The danger here is not just that supposedly impartial organisations become political tools but is more profound. The authors are effectively inviting the organs of the European Union to become the guardians of academic freedom. This is deeply misguided and conceptually self-contradictory: the ideal of academic freedom is a self-regulating one, meaning that academics have the duty to uphold the principles of academic freedom. However well-intentioned, the act of inviting outside bodies to act as gatekeepers puts academics at the mercy of external parties. At the mercy of outside influences, academic freedom ends up becoming a pale imitation of itself. A lively culture of support for academic freedom within the academy is the only guarantor of academic freedom.
Cancel culture and the real threats to academic freedom
But most fundamental is the blindness the authors exhibit towards the fundamental threat to academic freedom today. As the report notes, threats to academic freedom were traditionally from ‘outside’ the Academy – governments suppressing certain research, businesses lobbying against certain lines of enquiry, wealthy individuals sponsoring favoured ideological causes. Yet today the threat to academic freedom is far more insidious because it resides within the university. Despite muted references to debates about ‘cancel culture’, the report is largely silent on what most academics regard as the most serious threat to their freedom: censorious colleagues, overbearing administrators, and easily outraged students. You only have to set foot on a university campus to understand that academics predominantly fear the institution itself, not those outside it.
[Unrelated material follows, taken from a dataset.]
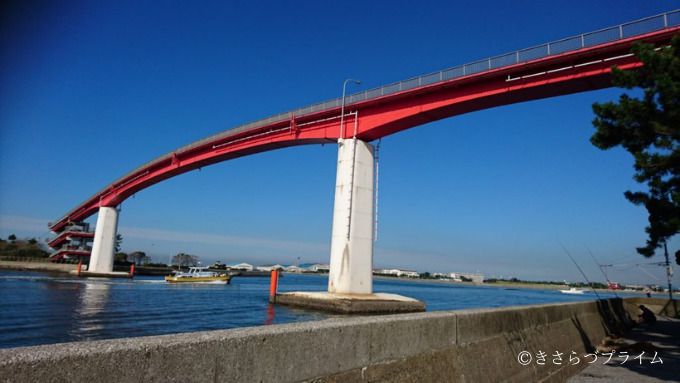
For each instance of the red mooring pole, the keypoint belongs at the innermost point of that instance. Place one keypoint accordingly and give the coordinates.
(273, 285)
These contemporary threats to academic freedom are much more noteworthy than any other precisely because of how insidious they are. It may be easy to report on an angry mob assembled outside a university, or a government who revokes funding for a certain subject, but it’s much harder to report on research that is quietly shelved because of political sensitivities, students who are dissuaded from expressing dissenting opinions in order to guarantee a favourable review of their PhD thesis, or journals that refuse to publish ideas which contradict the mainstream. Such concerns are readily comprehensible by anyone who is familiar with John Stuart Mill’s distinction between the tyranny of government and the tyranny of polite society – the latter being more characteristic of the contemporary period.
As is evidenced by the cases of Alain Finkielkraut in France, Marie-Luise Vollbrecht in Germany, or the recent investigation of TV4 in Sweden, academic freedom is indeed under threat. Only by attending to new forms of academic unfreedom can we accurately address the challenges of the moment. Sadly, the European Parliament’s attempt to understand academic freedom sidesteps this fundamental question.